Hello. Thank you for reading this. I'm in grave need of philosophical counsel please. I cannot 'get' the distinction between 'a priori' and 'a posteriori'. It seems to me that anything that is known must be, in some way, related to experience.
I'm troubled by this thought experiment: If a baby was born with a terrible genetic condition which excluded all the human senses, what would the child 'know'? Without the 'experience' of the senses, what could the child ever know? Not even syllogism would be possible; without experience, language would not be available to the unfortunate child. And I imagine that this would be true of numbers too.
Yours truly,
Blunderov.
To answer your good question, one needs to distinguish between the role experience plays in the acquisition of knowledge and the role it plays in the justification of knowledge. You're absolutely right that without experience humans would not be able to develop cognitively; they would not be able to acquire knowledge of anything at all.
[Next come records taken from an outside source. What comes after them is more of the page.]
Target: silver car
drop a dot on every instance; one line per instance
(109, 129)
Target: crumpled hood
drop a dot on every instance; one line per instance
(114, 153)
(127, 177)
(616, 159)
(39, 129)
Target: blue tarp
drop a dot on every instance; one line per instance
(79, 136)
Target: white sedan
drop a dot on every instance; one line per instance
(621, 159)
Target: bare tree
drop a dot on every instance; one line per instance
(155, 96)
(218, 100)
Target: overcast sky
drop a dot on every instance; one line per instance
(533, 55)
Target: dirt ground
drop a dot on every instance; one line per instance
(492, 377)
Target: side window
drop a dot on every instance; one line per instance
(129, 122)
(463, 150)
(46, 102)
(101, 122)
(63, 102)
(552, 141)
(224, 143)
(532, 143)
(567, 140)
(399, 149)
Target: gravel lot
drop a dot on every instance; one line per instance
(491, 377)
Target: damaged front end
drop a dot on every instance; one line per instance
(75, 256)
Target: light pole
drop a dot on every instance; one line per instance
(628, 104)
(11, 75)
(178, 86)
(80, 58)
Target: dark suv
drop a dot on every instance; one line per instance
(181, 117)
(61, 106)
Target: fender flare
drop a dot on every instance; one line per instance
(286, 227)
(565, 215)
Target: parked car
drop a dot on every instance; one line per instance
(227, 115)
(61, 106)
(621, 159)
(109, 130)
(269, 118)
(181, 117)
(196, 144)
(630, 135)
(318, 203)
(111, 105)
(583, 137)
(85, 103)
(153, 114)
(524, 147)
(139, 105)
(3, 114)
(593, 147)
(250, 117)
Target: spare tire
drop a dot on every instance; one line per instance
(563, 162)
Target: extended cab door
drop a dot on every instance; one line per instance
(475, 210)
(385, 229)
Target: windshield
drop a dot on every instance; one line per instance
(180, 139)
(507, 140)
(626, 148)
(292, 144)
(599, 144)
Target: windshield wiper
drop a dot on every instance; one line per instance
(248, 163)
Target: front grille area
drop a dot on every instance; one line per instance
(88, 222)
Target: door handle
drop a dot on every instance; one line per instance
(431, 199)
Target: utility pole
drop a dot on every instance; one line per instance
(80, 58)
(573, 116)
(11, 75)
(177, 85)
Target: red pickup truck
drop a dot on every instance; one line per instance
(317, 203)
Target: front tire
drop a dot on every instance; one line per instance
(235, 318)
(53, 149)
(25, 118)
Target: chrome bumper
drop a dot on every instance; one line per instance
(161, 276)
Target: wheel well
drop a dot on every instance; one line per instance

So experience, like oxygen, is needed in order for us to become knowers. But to say that some proposition is known a priori is not in conflict with this claim. To say that some proposition is knowable a priori means that one's justification of the claim need make no reference to information obtained through the senses. We can justify Pythagoras' Theorem without any information provided by our sense organs (take a look at any proof of it and you'll see that this is so). Hence, it is knowable a priori – even though no one could have known it unless they had had the experiences needed in order for their minds to develop.